Neem onze afbeelding van 100 x 100 pixels nog eens. Stel dat deze is ingesteld op 100 PPI (wat dezelfde 1″ x 1″ afgedrukte afbeelding oplevert). Met re-sampling uit, als je de PPI aanpast, passen de afmetingen zich ook aan, dit is hoe het werkte in het voorbeeld hierboven. Met re-sampling aan, zullen de afmetingen niet veranderen. Dus, als je de PPI zou veranderen in 10 met re-sampling aan, zou je nog steeds een 1″ x 1″ afbeelding houden en de computer zou pixels weggooien om de afbeelding die grootte te laten houden. Dus in dit geval zou je eindigen met een 10 x 10 pixel afbeelding. Als je de andere kant op zou gaan, en de PPI op 300 zou zetten, dan zou de computer pixels genereren om een afbeelding van 300 x 300 pixels te maken die nog steeds 1″ x 1″ is als je hem afdrukt.
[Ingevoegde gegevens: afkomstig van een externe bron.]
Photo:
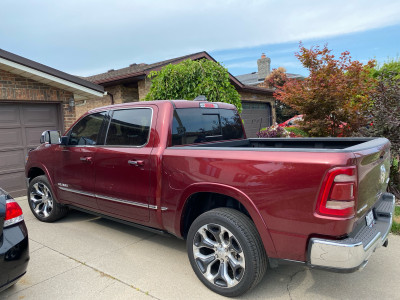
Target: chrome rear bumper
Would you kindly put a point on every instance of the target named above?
(352, 253)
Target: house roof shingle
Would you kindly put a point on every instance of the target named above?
(48, 70)
(252, 78)
(138, 70)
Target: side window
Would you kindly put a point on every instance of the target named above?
(195, 125)
(129, 127)
(87, 130)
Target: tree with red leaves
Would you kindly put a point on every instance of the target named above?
(335, 97)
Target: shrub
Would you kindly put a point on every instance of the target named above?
(275, 132)
(297, 131)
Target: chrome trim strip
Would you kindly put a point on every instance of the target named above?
(133, 203)
(123, 201)
(351, 255)
(362, 208)
(76, 191)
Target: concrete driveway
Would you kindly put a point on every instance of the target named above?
(86, 257)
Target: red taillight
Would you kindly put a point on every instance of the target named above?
(337, 197)
(13, 213)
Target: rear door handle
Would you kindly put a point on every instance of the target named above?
(136, 163)
(86, 159)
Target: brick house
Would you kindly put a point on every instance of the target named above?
(132, 84)
(33, 98)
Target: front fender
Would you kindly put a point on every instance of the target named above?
(41, 166)
(233, 193)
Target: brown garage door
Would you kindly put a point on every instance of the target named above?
(20, 128)
(255, 116)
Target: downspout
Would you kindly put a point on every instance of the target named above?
(111, 96)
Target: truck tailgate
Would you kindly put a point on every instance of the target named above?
(373, 166)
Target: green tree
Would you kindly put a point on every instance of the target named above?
(276, 79)
(335, 97)
(385, 113)
(192, 78)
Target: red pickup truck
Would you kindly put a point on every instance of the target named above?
(186, 168)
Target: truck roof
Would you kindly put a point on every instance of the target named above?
(175, 103)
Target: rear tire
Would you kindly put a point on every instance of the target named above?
(42, 202)
(226, 251)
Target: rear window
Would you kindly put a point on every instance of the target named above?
(200, 125)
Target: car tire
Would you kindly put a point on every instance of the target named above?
(42, 201)
(226, 251)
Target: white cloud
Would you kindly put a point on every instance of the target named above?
(86, 35)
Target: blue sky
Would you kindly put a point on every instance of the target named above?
(381, 44)
(92, 36)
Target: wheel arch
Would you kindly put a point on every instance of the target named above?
(234, 197)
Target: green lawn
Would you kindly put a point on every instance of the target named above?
(396, 221)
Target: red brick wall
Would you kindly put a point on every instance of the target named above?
(18, 88)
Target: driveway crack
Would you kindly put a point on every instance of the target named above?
(291, 277)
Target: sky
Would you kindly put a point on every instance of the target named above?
(85, 37)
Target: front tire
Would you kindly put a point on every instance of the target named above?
(42, 201)
(226, 251)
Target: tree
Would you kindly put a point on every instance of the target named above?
(335, 97)
(276, 79)
(192, 78)
(390, 68)
(385, 113)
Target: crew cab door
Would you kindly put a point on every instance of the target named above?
(123, 164)
(74, 170)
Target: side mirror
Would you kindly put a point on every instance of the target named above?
(50, 137)
(64, 141)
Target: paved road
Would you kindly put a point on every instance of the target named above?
(86, 257)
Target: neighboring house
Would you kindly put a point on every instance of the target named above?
(132, 84)
(264, 69)
(33, 98)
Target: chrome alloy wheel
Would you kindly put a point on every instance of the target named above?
(41, 200)
(218, 255)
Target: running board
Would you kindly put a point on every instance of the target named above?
(151, 229)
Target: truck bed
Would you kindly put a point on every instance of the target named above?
(295, 144)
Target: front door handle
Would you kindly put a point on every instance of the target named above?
(86, 159)
(136, 163)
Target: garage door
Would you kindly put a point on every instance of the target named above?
(20, 128)
(255, 116)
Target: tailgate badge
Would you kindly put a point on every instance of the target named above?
(383, 174)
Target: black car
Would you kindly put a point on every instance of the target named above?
(14, 249)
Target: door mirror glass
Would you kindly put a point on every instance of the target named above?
(64, 140)
(50, 137)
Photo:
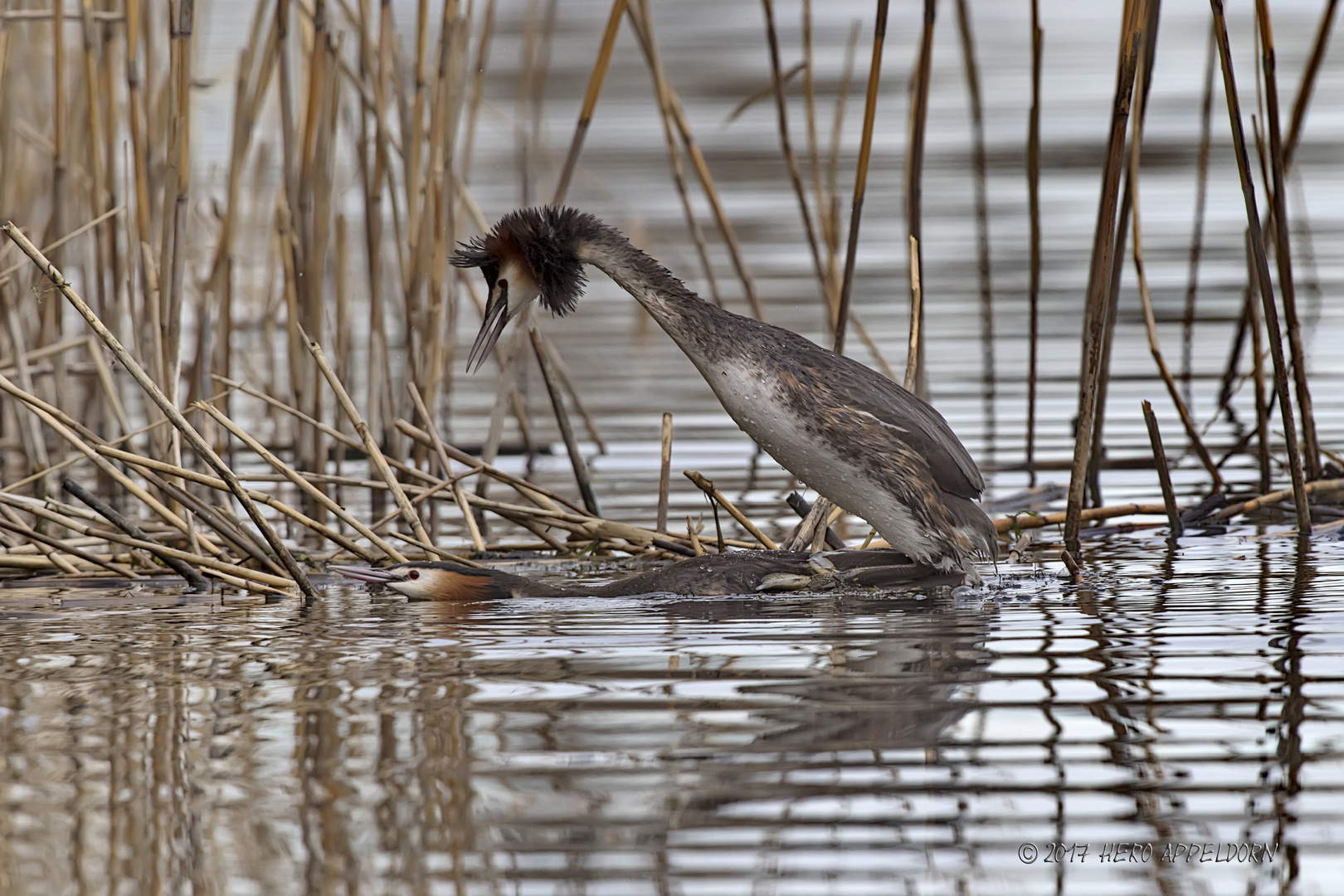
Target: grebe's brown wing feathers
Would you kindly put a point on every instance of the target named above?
(888, 414)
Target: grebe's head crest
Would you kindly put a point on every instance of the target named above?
(531, 254)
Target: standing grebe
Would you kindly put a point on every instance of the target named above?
(847, 431)
(709, 575)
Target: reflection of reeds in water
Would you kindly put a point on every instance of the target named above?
(392, 119)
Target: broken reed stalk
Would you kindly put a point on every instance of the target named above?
(1146, 296)
(791, 160)
(812, 527)
(1283, 245)
(459, 494)
(562, 419)
(1042, 520)
(311, 490)
(1319, 486)
(66, 427)
(665, 475)
(1038, 39)
(979, 167)
(183, 568)
(375, 455)
(1196, 241)
(197, 559)
(261, 497)
(1164, 477)
(694, 535)
(860, 180)
(1098, 280)
(1255, 327)
(56, 544)
(1262, 275)
(916, 317)
(71, 461)
(1309, 71)
(538, 494)
(168, 409)
(643, 26)
(914, 173)
(707, 486)
(594, 90)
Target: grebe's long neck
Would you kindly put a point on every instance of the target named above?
(680, 312)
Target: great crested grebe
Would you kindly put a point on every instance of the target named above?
(847, 431)
(709, 575)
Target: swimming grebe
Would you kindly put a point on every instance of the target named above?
(709, 575)
(847, 431)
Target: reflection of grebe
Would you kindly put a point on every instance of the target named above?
(851, 434)
(715, 574)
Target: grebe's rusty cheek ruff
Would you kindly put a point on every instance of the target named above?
(854, 436)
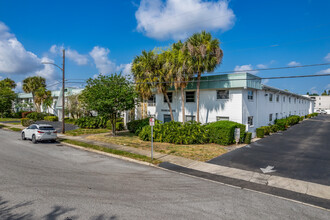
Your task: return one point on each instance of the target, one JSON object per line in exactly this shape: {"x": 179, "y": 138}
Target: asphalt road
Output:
{"x": 49, "y": 181}
{"x": 302, "y": 152}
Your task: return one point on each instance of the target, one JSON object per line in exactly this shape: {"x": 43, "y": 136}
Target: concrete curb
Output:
{"x": 109, "y": 154}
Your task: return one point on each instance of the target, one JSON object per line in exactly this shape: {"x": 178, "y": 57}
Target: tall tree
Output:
{"x": 109, "y": 96}
{"x": 8, "y": 83}
{"x": 32, "y": 84}
{"x": 181, "y": 70}
{"x": 7, "y": 96}
{"x": 143, "y": 68}
{"x": 206, "y": 54}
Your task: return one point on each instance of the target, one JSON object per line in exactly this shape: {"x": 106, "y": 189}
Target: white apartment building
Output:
{"x": 238, "y": 97}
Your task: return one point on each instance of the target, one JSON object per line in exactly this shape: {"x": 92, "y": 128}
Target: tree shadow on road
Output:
{"x": 9, "y": 212}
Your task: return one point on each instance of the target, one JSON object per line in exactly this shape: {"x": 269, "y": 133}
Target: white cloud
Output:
{"x": 243, "y": 68}
{"x": 104, "y": 65}
{"x": 177, "y": 19}
{"x": 313, "y": 90}
{"x": 101, "y": 60}
{"x": 262, "y": 66}
{"x": 14, "y": 59}
{"x": 71, "y": 54}
{"x": 294, "y": 63}
{"x": 326, "y": 71}
{"x": 49, "y": 71}
{"x": 327, "y": 57}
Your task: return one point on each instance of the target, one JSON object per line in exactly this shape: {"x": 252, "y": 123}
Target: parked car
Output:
{"x": 39, "y": 132}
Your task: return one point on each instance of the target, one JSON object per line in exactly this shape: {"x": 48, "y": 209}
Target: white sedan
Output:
{"x": 39, "y": 132}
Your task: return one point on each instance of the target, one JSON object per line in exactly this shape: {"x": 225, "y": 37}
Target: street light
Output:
{"x": 63, "y": 87}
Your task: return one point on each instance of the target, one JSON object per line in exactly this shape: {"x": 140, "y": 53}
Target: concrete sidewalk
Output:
{"x": 303, "y": 187}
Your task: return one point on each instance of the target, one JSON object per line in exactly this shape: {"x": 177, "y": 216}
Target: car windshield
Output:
{"x": 46, "y": 128}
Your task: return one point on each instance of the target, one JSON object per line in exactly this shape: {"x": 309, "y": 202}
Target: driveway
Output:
{"x": 53, "y": 181}
{"x": 302, "y": 152}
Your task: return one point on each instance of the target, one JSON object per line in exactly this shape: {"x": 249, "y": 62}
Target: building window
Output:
{"x": 190, "y": 96}
{"x": 221, "y": 118}
{"x": 167, "y": 118}
{"x": 270, "y": 97}
{"x": 152, "y": 101}
{"x": 250, "y": 120}
{"x": 250, "y": 95}
{"x": 222, "y": 94}
{"x": 170, "y": 97}
{"x": 190, "y": 118}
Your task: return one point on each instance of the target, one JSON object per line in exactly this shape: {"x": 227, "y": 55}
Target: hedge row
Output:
{"x": 281, "y": 124}
{"x": 98, "y": 122}
{"x": 221, "y": 132}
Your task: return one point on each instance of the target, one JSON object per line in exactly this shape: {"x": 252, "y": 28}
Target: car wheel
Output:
{"x": 34, "y": 140}
{"x": 23, "y": 136}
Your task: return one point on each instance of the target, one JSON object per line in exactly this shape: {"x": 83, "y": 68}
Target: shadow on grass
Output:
{"x": 9, "y": 212}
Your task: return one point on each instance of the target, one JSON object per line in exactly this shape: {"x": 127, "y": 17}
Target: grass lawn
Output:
{"x": 81, "y": 131}
{"x": 112, "y": 151}
{"x": 201, "y": 152}
{"x": 10, "y": 119}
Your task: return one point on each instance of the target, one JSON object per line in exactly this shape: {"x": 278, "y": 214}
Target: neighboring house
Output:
{"x": 321, "y": 102}
{"x": 238, "y": 97}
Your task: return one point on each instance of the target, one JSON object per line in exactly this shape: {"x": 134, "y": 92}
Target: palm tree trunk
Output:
{"x": 198, "y": 85}
{"x": 182, "y": 105}
{"x": 169, "y": 105}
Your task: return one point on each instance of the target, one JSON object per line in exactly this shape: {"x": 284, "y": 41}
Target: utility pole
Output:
{"x": 63, "y": 92}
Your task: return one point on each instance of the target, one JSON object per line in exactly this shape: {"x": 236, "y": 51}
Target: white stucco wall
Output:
{"x": 210, "y": 107}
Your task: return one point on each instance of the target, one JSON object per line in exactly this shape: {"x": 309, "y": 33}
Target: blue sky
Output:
{"x": 104, "y": 36}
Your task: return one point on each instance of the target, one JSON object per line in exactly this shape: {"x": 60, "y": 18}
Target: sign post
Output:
{"x": 237, "y": 134}
{"x": 152, "y": 123}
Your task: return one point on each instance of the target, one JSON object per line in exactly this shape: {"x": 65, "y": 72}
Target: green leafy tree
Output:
{"x": 181, "y": 70}
{"x": 7, "y": 96}
{"x": 205, "y": 54}
{"x": 43, "y": 97}
{"x": 32, "y": 84}
{"x": 109, "y": 96}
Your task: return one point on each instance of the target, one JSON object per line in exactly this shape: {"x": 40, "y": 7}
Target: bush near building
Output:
{"x": 99, "y": 122}
{"x": 36, "y": 116}
{"x": 260, "y": 132}
{"x": 221, "y": 132}
{"x": 27, "y": 122}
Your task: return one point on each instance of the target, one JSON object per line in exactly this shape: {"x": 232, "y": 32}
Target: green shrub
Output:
{"x": 92, "y": 122}
{"x": 26, "y": 122}
{"x": 223, "y": 132}
{"x": 274, "y": 128}
{"x": 36, "y": 116}
{"x": 260, "y": 132}
{"x": 24, "y": 114}
{"x": 120, "y": 126}
{"x": 176, "y": 132}
{"x": 247, "y": 139}
{"x": 137, "y": 125}
{"x": 51, "y": 118}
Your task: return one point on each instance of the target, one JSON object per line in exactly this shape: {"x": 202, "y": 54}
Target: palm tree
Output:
{"x": 143, "y": 68}
{"x": 205, "y": 55}
{"x": 163, "y": 78}
{"x": 181, "y": 70}
{"x": 32, "y": 84}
In de regel is de enige reden om re-sampling te gebruiken het verkleinen van je afbeelding. Bijvoorbeeld, mijn scanner produceert 3888 x 2592 beelden. Deze afbeeldingen zijn te groot om online te gebruiken (zowel voor weergave als vanwege de bestandsgrootte). Door re-sampling te gebruiken, kan ik de grootte van de afbeeldingen aanpassen naar iets dat meer geschikt is voor online gebruik.
DPI
Nu gaan we het hebben over DPI. DPI verwijst alleen naar de printer. Elke pixel output is opgebouwd uit verschillende kleuren inkt (meestal 4-6 kleuren, hoewel veel printers er nu meer gebruiken). Vanwege het kleine aantal kleuren, moet de printer deze inkten kunnen mengen om alle kleuren van het beeld te maken. Elke pixel van het beeld wordt dus gevormd door een reeks minuscule puntjes (je zou ze kunnen zien als sub-pixels). Over het algemeen geldt: hoe hoger de DPI, hoe beter de tonaliteit van het beeld, de kleuren zouden er beter uit moeten zien en de overgangen tussen de kleuren zouden vloeiender moeten zijn. Je zult ook meer inkt gebruiken en de afdruk zal trager zijn. U kunt proberen uw printer in te stellen op een lagere DPI om inkt te besparen en het afdrukken te versnellen, kijk of u verschil merkt in kwaliteit. De laagste instelling waarbij je geen kwaliteitsverlies ziet, zou de beste moeten zijn.
Een printer met 1200 dpi gebruikt dus 1200 dots inkt per inch om de kleuren te maken. Als je een afbeelding met 300 PPI zou afdrukken, dan zou elke pixel bestaan uit 16 kleinere inktpuntjes (1200 DPI x 1200 DPI / 300 PPI x 300 PPI). Bij een lagere DPI zou elke pixel uit minder inktpuntjes bestaan, waardoor de kleur er slechter uit zou zien. Een hogere DPI zou meer inktpuntjes per pixel hebben en zou een nauwkeurigere kleur moeten geven (vooral bij nauwkeurig onderzoek).